Internet Cafe and bookstore in Bangkok Shopping Mall
One of my favorite essays from
Adoptive Families was an adoptive mom's story of how 15 years after bringing their son home from Korea her phone rang and a lovely young woman's voice explained that she was their son's biological mom. She had immigrated to America and now lived in California. Would a reunion be possible? Another
blog I read tells of a Chinese-Canadian girl's struggle to reunion with her entire first family in Taiwan via a computer voice translator which takes her words and turns them into Mandarin. Cool, huh? And complicated.
I think both of those stories are amazing in that they are examples of two children from international adoption who are having the opportunity to meet their parents! I truly believe that these stories are going to become more and more frequent for families formed through international adoption and I rejoice in it. Every child has a right to an understanding of their genetic (and cultural) identity.
Brian and I hope that we can make contact with Button's other parents. We hope that we can develop a relationship with them early on while Button is still young. In our ideal world there would be no earth shattering moment in Button's twenties when he would have to go out and find his biological parents. We would love to exchange emails, pictures, letters and visit whenever we are in Thailand. However, we know that adoption is about as far from an ideal world as you can get. We understand that they may not want relationship with our family.
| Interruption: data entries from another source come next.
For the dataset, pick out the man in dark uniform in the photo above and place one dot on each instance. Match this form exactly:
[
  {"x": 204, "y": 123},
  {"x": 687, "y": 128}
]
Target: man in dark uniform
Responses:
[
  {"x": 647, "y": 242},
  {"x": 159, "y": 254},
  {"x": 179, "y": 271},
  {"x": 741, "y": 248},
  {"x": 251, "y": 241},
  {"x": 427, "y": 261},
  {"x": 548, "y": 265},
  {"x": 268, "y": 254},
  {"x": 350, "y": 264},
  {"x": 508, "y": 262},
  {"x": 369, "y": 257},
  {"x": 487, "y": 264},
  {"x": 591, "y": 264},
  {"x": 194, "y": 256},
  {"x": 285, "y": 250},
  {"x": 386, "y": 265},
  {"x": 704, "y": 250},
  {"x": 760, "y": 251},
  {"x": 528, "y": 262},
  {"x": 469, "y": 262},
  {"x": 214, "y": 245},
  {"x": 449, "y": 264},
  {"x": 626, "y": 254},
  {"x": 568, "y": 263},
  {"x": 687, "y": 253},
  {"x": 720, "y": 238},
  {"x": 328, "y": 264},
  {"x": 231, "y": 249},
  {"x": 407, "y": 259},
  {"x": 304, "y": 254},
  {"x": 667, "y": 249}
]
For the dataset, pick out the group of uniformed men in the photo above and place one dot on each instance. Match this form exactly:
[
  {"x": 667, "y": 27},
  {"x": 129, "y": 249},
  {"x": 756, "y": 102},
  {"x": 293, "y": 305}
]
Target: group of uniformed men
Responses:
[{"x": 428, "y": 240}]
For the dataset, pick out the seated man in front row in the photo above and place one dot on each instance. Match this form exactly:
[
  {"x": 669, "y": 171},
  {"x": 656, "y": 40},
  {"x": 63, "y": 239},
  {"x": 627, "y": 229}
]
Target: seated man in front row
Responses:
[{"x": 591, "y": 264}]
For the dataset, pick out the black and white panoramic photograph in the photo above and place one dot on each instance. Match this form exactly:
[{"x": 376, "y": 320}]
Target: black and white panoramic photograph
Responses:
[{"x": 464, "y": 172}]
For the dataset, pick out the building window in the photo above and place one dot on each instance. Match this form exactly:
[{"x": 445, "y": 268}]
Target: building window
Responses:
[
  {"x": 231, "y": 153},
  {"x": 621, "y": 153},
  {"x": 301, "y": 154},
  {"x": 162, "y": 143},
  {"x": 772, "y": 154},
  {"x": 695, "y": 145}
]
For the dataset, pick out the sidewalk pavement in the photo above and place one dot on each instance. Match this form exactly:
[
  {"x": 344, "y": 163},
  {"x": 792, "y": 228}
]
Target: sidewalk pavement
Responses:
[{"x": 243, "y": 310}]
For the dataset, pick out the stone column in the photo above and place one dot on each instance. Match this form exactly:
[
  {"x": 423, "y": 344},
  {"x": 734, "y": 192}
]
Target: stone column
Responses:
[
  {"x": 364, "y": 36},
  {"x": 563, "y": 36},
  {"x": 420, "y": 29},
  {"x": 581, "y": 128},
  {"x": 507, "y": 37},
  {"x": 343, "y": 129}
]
They may not have left any contact info. They may not be able to face the loss.
Sometimes I try to imagine what it would feel like to loose a child to relinquishment. I imagine what it would feel like to be in contact with his adoptive family. I do think I would want contact: pictures, phone calls, a chance to explain things when he was older. I also think that I would be really jealous of his mom. I might even hate her a little. I think there would be a lot of days when I was simply incapable of talking to any of them. It might get better with time but it might just get worse. Contemplating these ideas is awful but I make myself do it so that whatever the future holds for my relationship with Button's other mother I can hold my arms out with fullness. Button deserves that and she deserves it too.